Conferencing with an infant

I went to the ACS Mid-Atlantic Regional Meeting (MARM) at the beginning of June, and, since she’s still nursing and refuses to take a bottle, Sweet Pea came along. My husband did not. The conference was Sunday to Tuesday, and he wasn’t able to take Monday and Tuesday off. Sweet Pea has a wonderful daycare, but we still don’t have a babysitter, and arranging family to babysit was a challenge because of distance and scheduling. So I just took her along and spent three days solo parenting.

Having walked three days in a single parent’s shoes, I have a lot of sympathy for the challenges they face. Pushing a stroller also continues to highlight for me the ways that the spaces we inhabit are designed without regard to accessibility.

Some observations:

  • Placing an order in the hotel coffee shop meant waiting in a cordoned-off line – that was too narrow to navigate with the stroller.
  • Conference signage was placed along the route you’d walk if you could take stairs. Elevators were not a part of that path.
  • The hotel had a rather nice nursing room, but it had only one, and it wasn’t particularly convenient from the conference center. To reach it from the majority of the sessions I attended meant taking an elevator up one floor, going down a hallway, around a bend, down another hallway, and taking another elevator down one floor.
  • The women’s restroom nearest most of the sessions I attended had a nice changing table, separate from the toilets and sinks, but the nearest garbage can was by the sinks, on the other side of a pull door. To use the bathroom with a stroller in tow meant pushing one door open, turning a bit, and pulling another door before reaching the toilet and sink room. If either door opened while we were between doors, we got sandwiched in the middle.
  • To see as many talks as possible meant timing nursing and diaper-changing with the breaks, which is to say, missing some or all of the social hours and coffee breaks.
  • The meeting rooms were set up with as many chairs as they could – and no place for wheelchairs, scooters, or strollers. In a few rooms, I rearranged the seating to fit in a row without blocking the aisle. Other times I just parked the stroller in the very back of the room.
  • I heard most talks from the back of the room, the floor, or out in the hallway, looking through the door. Folks, you have got to speak up and make your slide text larger!
  • A “family friendly” restaurant that asks you to stow your stroller far from your table is not actually family friendly.
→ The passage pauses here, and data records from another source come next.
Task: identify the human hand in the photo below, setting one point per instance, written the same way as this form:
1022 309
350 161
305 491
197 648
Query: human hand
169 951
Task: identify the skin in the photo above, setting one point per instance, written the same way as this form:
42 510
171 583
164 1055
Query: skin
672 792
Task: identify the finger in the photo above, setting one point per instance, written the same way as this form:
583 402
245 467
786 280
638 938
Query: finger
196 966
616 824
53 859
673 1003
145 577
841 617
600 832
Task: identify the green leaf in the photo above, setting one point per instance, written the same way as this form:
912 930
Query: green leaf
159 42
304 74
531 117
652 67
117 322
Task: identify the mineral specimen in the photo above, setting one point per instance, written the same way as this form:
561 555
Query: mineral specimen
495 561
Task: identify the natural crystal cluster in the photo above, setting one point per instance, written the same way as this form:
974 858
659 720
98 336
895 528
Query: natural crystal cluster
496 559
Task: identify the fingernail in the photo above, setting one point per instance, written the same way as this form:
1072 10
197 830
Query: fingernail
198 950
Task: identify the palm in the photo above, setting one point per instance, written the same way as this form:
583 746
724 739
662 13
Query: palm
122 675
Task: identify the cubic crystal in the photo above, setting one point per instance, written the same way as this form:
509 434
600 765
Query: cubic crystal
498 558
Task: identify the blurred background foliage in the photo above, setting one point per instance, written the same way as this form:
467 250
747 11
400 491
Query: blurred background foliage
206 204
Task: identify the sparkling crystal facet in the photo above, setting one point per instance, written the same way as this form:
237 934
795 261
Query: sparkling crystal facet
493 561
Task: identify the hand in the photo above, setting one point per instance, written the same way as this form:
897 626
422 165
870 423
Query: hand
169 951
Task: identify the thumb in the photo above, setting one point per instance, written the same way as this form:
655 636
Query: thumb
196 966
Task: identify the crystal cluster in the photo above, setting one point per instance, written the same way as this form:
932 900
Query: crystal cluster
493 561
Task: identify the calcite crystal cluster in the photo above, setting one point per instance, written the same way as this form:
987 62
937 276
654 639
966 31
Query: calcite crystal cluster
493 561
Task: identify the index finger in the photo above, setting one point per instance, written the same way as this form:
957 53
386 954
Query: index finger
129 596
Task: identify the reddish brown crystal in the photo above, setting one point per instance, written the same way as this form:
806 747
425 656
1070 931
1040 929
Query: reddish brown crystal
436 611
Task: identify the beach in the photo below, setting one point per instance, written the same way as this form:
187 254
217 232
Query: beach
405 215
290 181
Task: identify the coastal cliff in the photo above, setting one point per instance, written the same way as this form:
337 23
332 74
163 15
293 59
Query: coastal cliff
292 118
I anticipated some push-back for bringing a 9-month old to the sessions. I am happy to report that anyone with negative comments kept quietly to themselves. In fact, multiple people said things like “I’m so glad you brought your baby,” and “It’s great to see the next generation.”

On the other hand, I dressed Sweet Pea in her science onesies (beakers on Sunday, atoms on Monday, DNA on Tuesday), and noted that, though people were happy to adore the baby, they mostly called her “him.” Assumptions, people!

Despite the challenges of keeping a baby sufficiently quiet to hear the speakers (and minimize disruptions), I was able to attend about as many talks as I would have on my own. I was not organized enough to take as many notes as usual, but I noted key citations, and during breaks (e.g. while nursing) I jotted down what I could recall of my other thoughts on the presentations.

Listening from the hall seemed at times a literal interpretation of being outside “the room where it happens.” I felt neither excluded, nor made fully welcome. The end-of-session conversations that happen spontaneously as people leave the room had to be intentional on my part. I had to enter as they left, and seek them out if I wanted to take part.

Sitting outside did present a happy opportunity, though. While listening to one presentation through the door, a graduate student approached me with questions about being a professor, and specifically about finding a job. Though I often feel like I don’t know the way forward, I do know about the things behind me – when and where to look for job postings, what to highlight in a cover letter, how long the process takes, what pitfalls I fell into the first time around. I’m so glad she said hello!